As a starting point, any enterprise embarking on an AI-focused data project should lay out the project lifecycle. This will include many different elements: data discovery and extraction (ETL) that respects the entitlements of the data sets; data wrangling, investigation, feature engineering, experimental model creation, result generation, model deployment in production, support and MLOps.
Each of these items can be owned by either IT (Data Engineering), Product or Data Science. And without adequate support or clear direction, each function tries to do the others' task — clearly a non-optimal situation.

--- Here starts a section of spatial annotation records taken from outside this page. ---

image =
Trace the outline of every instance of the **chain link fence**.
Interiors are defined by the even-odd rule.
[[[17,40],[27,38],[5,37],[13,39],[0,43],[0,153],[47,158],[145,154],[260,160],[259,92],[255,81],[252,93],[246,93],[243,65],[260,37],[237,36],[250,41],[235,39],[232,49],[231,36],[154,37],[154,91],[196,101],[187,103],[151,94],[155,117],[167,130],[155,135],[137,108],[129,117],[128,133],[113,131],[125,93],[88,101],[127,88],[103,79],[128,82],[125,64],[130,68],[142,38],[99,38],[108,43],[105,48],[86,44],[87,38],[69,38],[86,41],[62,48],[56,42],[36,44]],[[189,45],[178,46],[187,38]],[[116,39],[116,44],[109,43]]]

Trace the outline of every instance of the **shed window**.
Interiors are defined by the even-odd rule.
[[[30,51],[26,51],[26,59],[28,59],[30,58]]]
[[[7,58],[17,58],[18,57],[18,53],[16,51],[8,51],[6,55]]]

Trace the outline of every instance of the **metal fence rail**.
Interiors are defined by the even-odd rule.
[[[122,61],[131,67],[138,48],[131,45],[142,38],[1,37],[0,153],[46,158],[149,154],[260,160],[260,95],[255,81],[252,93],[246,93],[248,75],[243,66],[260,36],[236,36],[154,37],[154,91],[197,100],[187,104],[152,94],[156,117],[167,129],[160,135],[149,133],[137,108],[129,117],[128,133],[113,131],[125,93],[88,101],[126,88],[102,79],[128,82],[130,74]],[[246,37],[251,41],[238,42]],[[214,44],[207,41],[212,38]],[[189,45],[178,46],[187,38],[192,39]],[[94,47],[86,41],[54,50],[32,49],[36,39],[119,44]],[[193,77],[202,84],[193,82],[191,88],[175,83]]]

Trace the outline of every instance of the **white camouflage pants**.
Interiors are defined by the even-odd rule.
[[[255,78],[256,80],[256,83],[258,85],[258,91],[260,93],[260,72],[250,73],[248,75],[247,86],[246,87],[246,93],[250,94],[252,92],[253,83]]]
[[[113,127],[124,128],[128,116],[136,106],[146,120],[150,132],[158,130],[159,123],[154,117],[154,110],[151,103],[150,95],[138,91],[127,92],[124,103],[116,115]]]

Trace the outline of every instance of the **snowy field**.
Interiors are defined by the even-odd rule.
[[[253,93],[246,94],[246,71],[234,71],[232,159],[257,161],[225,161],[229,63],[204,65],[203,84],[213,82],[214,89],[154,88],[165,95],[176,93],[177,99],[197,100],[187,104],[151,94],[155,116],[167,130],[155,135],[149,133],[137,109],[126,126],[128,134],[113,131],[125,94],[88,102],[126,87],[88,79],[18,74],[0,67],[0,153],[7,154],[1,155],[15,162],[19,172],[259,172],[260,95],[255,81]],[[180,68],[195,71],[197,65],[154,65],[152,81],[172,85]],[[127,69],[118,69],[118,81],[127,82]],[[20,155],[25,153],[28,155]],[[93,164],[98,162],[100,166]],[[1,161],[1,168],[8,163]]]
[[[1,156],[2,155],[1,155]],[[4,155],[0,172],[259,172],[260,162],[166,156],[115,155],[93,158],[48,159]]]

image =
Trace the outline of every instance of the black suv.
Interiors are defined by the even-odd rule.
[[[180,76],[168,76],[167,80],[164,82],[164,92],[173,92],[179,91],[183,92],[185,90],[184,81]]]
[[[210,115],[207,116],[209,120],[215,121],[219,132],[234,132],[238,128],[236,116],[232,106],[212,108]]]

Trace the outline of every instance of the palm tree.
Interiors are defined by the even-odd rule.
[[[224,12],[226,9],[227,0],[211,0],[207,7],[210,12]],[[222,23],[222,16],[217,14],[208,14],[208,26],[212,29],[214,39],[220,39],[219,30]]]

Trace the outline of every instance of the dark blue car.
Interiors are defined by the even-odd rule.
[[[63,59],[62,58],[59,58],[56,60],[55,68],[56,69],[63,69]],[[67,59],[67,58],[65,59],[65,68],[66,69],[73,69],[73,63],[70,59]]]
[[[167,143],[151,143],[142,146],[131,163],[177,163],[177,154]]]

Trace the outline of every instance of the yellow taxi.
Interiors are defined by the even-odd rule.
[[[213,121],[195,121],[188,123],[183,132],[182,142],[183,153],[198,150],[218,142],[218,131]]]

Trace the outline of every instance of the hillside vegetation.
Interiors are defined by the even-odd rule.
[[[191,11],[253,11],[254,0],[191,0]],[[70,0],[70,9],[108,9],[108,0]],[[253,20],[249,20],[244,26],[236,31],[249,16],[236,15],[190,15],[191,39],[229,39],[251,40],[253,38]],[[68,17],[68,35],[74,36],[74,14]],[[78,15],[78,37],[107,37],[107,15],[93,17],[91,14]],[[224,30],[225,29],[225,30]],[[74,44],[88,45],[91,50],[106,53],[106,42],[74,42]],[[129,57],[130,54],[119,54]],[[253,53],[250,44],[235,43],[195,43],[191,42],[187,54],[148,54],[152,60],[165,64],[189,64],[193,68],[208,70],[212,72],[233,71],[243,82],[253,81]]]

This is where centralizing data, and decoupling data storage from compute, can play a crucial role. It’s critical to have a robust software architecture that allows for this, as one should not have to reinvent the ML framework each time a new data set is ingested and cataloged in the data lake or storage. By allowing easy extraction of data via APIs, experimentation via tools that data scientists prefer, and freedom to choose ML frameworks, choice of compute and guardrails around it, different teams can work on their assignments with speed. Subsequently, deployment and publishing of the finished output for sharing and collaboration join the entire process in a syndicated manner. MLOps, or DevOps for ML competency, is needed to make this efficient and self-serviceable.
Related Article: How to Leverage Data Science to Capture the Fickle Customer
Support the Specialists, Don't Force the Unicorns
Many organizations make the mistake of trying to force people to be unicorns — doing the jobs of both data scientists and data engineers. Yes, these people do exist and provide considerable value, but focusing on separating these functions and allowing people to excel in their specific disciplines will allow for more clear delineation of roles and enhanced efficiency with less risk of overlap.
Ultimately, data science and data engineering are complementary, not contradictory or redundant. When these professionals are instructed and deployed within a synergistic organizational framework, and with the right tools at their disposal, they are at the forefront of driving value for the entire organization.